Suficiente para romperle varios dientes y hacerla sangrar como a un cerdo. Y,
sobre todo, para hacerla callar. En el suelo grita, pero en silencio, por los
ojos. Pablo está desesperado. Sabe que ha hecho algo malo, y no quiere ir a la
cárcel. Se le ocurre que, sin los ojos que han sido testigos, nadie podrá
acusarle de nada. Con sus dedos largos y recios no tiene problemas para
sacarlos de sus órbitas y estrujarlos hasta que las imágenes que guardaban se
disolvieron en el olvido.
V
Cubierto de sangre, tranquilo, se deja hacer. Camina sin ninguna
resistencia, responde a las preguntas, ni siquiera se quita la sangre de la
cara y las manos; un agente de la Guardia Civil, con su juventud cohibida,
tiene que meterle la verga aún morcillona dentro de la bragueta antes de que
llegue el juez de instrucción. Pasan los días sin sobresaltos y acaba,
delicadamente, en la cárcel. La pena máxima, le dicen. Pablo sonríe, piensa en
su cementerio, en que algún día reposará allí, y alguien hará brillar sus
huesos a la luz de la luna.
VI
Las primeras semanas las pasó, en su mayor parte, en la enfermería de
prisión. Aunque era más fuerte que casi todos los reclusos, no se defendía. No
había entendido aún lo que le pasaba. Afortunadamente, un hombre le salvó de la
muerte segura el vigésimo segundo de su encierro. Con la pasividad de los
funcionarios de guardia, varios presos consiguieron llevarse al nuevo, al
violador, al asesino, hasta los baños. Pablo se meó de miedo cuando vio los
cuchillos. Le obligaron a lamer, a chupar, a ponerse a cuatro patas. Por fin,
alguien entró con una porra eléctrica, se deshizo de sus enemigos, le recogió
del suelo con cuidado, incluso le abrazó con candor, con sentimiento. Pablo no
recordaba que nadie le hubiera hecho eso jamás.
VII
Fue por esa época que empezó a verlos. La mayoría eran sombras fugaces.

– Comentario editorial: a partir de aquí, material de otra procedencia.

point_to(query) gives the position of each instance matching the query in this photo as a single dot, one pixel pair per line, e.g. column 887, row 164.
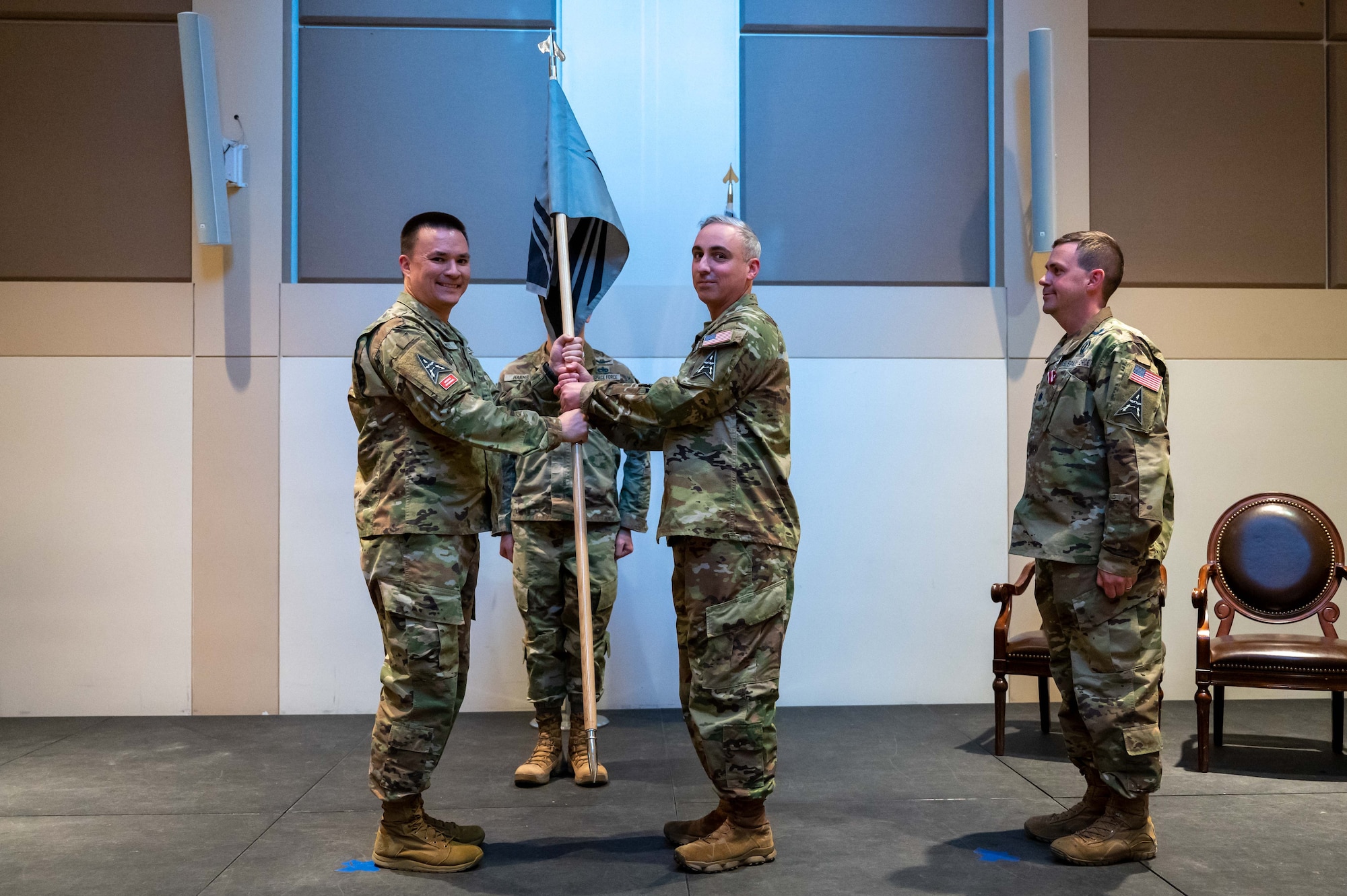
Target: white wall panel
column 96, row 556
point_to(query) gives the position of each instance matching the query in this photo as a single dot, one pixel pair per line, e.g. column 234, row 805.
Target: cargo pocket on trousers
column 744, row 638
column 410, row 736
column 1142, row 739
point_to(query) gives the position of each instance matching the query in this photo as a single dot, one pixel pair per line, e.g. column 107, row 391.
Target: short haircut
column 437, row 219
column 1097, row 249
column 752, row 245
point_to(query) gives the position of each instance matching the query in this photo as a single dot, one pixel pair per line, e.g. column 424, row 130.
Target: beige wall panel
column 96, row 556
column 235, row 536
column 238, row 310
column 1239, row 427
column 95, row 319
column 1212, row 322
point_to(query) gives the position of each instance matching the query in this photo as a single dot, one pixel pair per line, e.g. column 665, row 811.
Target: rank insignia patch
column 437, row 372
column 1132, row 409
column 1146, row 377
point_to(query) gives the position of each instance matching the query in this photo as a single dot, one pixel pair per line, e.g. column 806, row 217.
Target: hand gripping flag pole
column 570, row 276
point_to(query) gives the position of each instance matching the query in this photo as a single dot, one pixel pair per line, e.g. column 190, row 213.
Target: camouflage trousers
column 424, row 590
column 545, row 591
column 1108, row 660
column 733, row 603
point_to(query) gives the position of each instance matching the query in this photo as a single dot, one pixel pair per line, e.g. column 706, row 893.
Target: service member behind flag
column 724, row 425
column 1097, row 514
column 538, row 537
column 428, row 417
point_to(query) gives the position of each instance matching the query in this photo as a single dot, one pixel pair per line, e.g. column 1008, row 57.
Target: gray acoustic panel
column 95, row 9
column 865, row 16
column 1208, row 18
column 1338, row 19
column 527, row 13
column 1338, row 166
column 865, row 159
column 395, row 121
column 94, row 152
column 1208, row 160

Esquivas, sin rostro, apenas un parpadeo que aparecía y desaparecía detrás de
las personas. Pablo se lo dijo a Héctor (el buen funcionario) debajo de las
sábanas. Pero el otro no le dio importancia, le acarició la cabeza. Luego, le
hablaban, casi no podía dejar de oírlas, ya separadas de sus personas, libres
del miedo inicial. Emitían palabras sin sentido, gorgoteos, ruidos metálicos.
Lo peor llegó cuando empezaron a gritar. A chillarle al oído, hasta hacerle
sangrar. Por fin, descubrió que sólo se iban con la heroína. Se pagaba las
dosis con sexo. Contrajo varias enfermedades y muchos enemigos por las deudas y
los engaños. No importaba. Disponía de varios minutos de paz al día.
VIII
En primavera cambió de prisión y dejó de ver a Héctor. No le importó. Las
sombras de los reclusos eran más esquivas, poco habladoras. La heroína ocupaba
casi todo su día. Tuvo que empezar a pincharse en la cara interna de los
muslos. Mató a uno de los camellos por un malentendido. Añoraba su cementerio,
las lápidas, los huesos blancos. Deseó morir.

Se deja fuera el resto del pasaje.